Pruning
|
In microeconomics, pruning taken as a metaphor from gardening, refers to the removal of "excess" items from a budget.
In gardening, pruning is the practice of removing diseased, overmature, or otherwise unwanted portions from a woody plant. Pinching back herbaceous plants, such as chrysanthemums to encourage denser growth or more profuse or delayed flowering, is a form of pruning. So, on an even smaller scale, is the garden practice of "deadheading", or removing spent flowers before they begin to set seed, in order to concentrate a plant's energy on continued flower production.
Pruning.png
Pruning small branches can be done at any time of year. Large branches, with more than 5-10% of the plant's crown, can be pruned either during dormancy in winter, or in mid summer just after flowering, for species where winter frost can harm a recently-pruned plant. Autumn should be avoided, as the spores of disease and decay fungi are abundant at this time of year.
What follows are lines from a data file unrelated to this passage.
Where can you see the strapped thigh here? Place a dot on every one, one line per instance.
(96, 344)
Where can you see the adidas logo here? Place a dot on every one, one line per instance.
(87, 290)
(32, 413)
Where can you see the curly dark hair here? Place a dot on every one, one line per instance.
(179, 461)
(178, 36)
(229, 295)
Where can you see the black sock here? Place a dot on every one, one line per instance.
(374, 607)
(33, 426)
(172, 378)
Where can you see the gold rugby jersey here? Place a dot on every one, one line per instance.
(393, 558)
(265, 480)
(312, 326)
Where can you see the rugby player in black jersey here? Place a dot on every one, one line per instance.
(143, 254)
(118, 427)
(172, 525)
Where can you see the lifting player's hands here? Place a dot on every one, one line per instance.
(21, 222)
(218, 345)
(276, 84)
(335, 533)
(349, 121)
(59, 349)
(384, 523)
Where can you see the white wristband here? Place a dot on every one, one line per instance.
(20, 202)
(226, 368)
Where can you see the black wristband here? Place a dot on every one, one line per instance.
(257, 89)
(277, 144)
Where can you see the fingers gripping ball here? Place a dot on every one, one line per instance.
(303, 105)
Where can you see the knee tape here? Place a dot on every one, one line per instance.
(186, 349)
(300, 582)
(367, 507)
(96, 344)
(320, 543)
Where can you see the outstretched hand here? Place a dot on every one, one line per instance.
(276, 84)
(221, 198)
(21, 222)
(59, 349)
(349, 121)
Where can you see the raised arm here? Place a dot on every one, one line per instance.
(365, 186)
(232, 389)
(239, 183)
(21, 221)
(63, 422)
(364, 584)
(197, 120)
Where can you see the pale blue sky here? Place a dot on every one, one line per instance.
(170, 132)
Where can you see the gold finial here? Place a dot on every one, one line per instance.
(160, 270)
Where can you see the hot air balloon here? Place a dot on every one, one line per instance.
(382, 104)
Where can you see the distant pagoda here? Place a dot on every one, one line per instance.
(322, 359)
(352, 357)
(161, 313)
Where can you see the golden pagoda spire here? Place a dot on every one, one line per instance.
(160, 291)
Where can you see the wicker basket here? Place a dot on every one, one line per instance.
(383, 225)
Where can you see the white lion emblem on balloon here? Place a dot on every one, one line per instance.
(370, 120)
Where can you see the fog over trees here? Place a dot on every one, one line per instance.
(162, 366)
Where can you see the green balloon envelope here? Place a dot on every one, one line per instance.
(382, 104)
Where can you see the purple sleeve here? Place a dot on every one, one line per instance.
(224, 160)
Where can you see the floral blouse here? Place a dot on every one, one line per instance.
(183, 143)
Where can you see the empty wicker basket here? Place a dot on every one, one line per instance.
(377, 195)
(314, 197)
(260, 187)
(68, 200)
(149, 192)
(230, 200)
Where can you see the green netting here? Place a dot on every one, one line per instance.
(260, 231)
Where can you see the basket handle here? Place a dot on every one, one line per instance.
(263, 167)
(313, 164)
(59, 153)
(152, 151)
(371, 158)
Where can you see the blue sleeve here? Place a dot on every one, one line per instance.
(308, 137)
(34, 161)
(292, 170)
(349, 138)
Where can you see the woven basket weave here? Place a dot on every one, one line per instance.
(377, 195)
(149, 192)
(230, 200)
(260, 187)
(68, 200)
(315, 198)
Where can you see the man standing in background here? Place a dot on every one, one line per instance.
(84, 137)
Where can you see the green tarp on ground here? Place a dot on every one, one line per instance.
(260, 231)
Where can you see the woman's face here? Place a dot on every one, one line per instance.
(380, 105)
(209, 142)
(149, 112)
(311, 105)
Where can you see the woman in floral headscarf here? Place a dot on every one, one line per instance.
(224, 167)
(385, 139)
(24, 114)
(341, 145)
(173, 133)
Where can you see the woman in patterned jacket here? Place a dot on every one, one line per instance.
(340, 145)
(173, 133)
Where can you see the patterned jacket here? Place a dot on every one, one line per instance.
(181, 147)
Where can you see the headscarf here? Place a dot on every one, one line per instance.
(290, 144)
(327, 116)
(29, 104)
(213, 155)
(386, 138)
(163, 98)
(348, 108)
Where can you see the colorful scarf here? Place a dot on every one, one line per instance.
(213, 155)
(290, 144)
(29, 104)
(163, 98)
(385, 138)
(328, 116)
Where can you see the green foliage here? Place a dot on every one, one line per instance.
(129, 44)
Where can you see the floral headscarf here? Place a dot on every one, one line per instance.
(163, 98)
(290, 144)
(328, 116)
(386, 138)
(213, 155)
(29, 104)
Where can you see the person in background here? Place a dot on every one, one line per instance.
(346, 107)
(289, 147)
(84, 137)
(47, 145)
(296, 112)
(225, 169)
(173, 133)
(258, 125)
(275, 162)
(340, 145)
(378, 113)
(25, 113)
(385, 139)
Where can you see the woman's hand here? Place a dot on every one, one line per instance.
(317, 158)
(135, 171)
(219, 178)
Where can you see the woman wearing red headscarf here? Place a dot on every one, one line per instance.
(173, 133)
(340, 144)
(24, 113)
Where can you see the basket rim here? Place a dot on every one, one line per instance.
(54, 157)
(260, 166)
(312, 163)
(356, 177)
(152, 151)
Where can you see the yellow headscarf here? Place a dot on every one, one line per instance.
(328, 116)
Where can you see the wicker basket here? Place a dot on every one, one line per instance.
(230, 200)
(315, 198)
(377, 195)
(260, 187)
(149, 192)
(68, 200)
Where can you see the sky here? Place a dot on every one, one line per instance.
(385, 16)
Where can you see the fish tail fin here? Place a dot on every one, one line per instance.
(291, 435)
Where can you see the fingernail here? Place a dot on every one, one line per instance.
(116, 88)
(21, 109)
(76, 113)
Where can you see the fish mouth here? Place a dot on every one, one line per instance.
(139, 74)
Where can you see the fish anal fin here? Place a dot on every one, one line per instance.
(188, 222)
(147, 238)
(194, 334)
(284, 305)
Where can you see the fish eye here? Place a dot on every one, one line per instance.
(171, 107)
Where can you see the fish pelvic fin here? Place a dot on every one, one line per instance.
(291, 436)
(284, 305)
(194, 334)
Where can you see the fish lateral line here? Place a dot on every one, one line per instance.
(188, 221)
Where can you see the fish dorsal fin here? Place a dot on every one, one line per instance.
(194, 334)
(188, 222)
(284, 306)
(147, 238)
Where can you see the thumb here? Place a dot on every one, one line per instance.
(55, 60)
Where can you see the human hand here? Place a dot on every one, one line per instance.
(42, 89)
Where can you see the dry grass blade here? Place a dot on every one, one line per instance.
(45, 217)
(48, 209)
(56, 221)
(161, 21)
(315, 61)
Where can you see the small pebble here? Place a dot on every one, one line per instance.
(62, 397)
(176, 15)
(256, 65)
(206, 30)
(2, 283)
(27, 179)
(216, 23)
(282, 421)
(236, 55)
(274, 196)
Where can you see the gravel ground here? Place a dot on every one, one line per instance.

Some woody plants that tend to bleed profusely from cuts, such as maples, or which callous over slowly, such as magnolias, are better pruned in summer or at the onset of dormancy instead. Woody plants that flower early in the season, on spurs that form on wood that has matured the year before, such as apples, should be pruned right after flowering, as later pruning will sacrifice flowers the following season.
Prunedbushcloseup.jpg
Shearing to form hedges or topiary is also a form of pruning, in which most of the growing points are tipped back, to produced artificially dense growth. Proponents of pruning, both gardeners and orchardists, often argue that it is an art, and that it improves the health of the plant and makes sturdier structure, often referred to as the "scaffold"; opponents believe that pruning harms plants' "natural" forms.